Study Questions for 2/2

Use specific examples from the text to answer one question about each text (about 75-150 words each). Bring hard copy to class.

Wollstonecraft, “Vindication of the Rights of Woman”

  1. To what does Wollstonecraft attribute women’s current inferior position in society? How does she think it can be changed?
  1. Wollstonecraft critiques what others have written about women and their education. What does she mean when she says that they “render women pleasing at the expense of every solid virtue” (134)?
  1. Why does Wollstonecraft compare women to soldiers? In what way, according to her, are the two groups similar? How does this example relate to her larger argument?

 

Kant, “What is Enlightenment?”

  1. What does Kant mean when he writes that we do not live in an “enlightened age” but in an “age of enlightenment”? What is the difference between the two?
  1. How does Kant differentiate between public and private uses of reason?
  1. Kant argues that “if only freedom is granted enlightenment is almost sure to follow.” What does he mean here by freedom? Who grants it? It is absolute?
  1. What limits does Kant put on the free exercise of reason? Why?

One thought on “Enlightenment Study Questions

  1. In A Vindication of the Rights of Woman, Wollstonecraft emphasizes the significance of “order” in women’s educational development to gain equality to men because without it one is simply resting on life experience and, as she states, a “negligent kind of guess-work” to form judgments and assessments that are inherently flawed because of the inadequate method of deduction used. The only education provided to women was one of acquiring traits and mannerisms that would make them suitable wives. As such, their only true value in society is provided by man, weakening their character and maintaining them in a state of subordination. For women to be able to enter the male public sphere, women must first have access to the same knowledge that men are privy to so that they may too use educated methods of logic and reason to deduce and come to informed conclusions.

    In the text, Wollstonecraft is not merely stating that aristocratic privilege and patriarchal rule have similarities, but that they are intrinsically one in the same. A hierarchal system which ranks the educated male above all others, and subjugates the female.

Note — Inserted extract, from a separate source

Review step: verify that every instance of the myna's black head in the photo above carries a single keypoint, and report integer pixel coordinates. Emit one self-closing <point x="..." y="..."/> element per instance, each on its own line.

    However, the author also emphasizes that the value the rich put on artificial refinement and vanity render them helpless and undermine the “foundation of virtue” that she claims is imperative to “influence on general practice”. In other words, because the aristocratic are transfixed on frivolity they cannot have an overall worthy participation and influence on matters common to all. This notion can also be applied to womankind; who in their misfortune have been limited to an education based on such superficial notions in reference to their societal participation.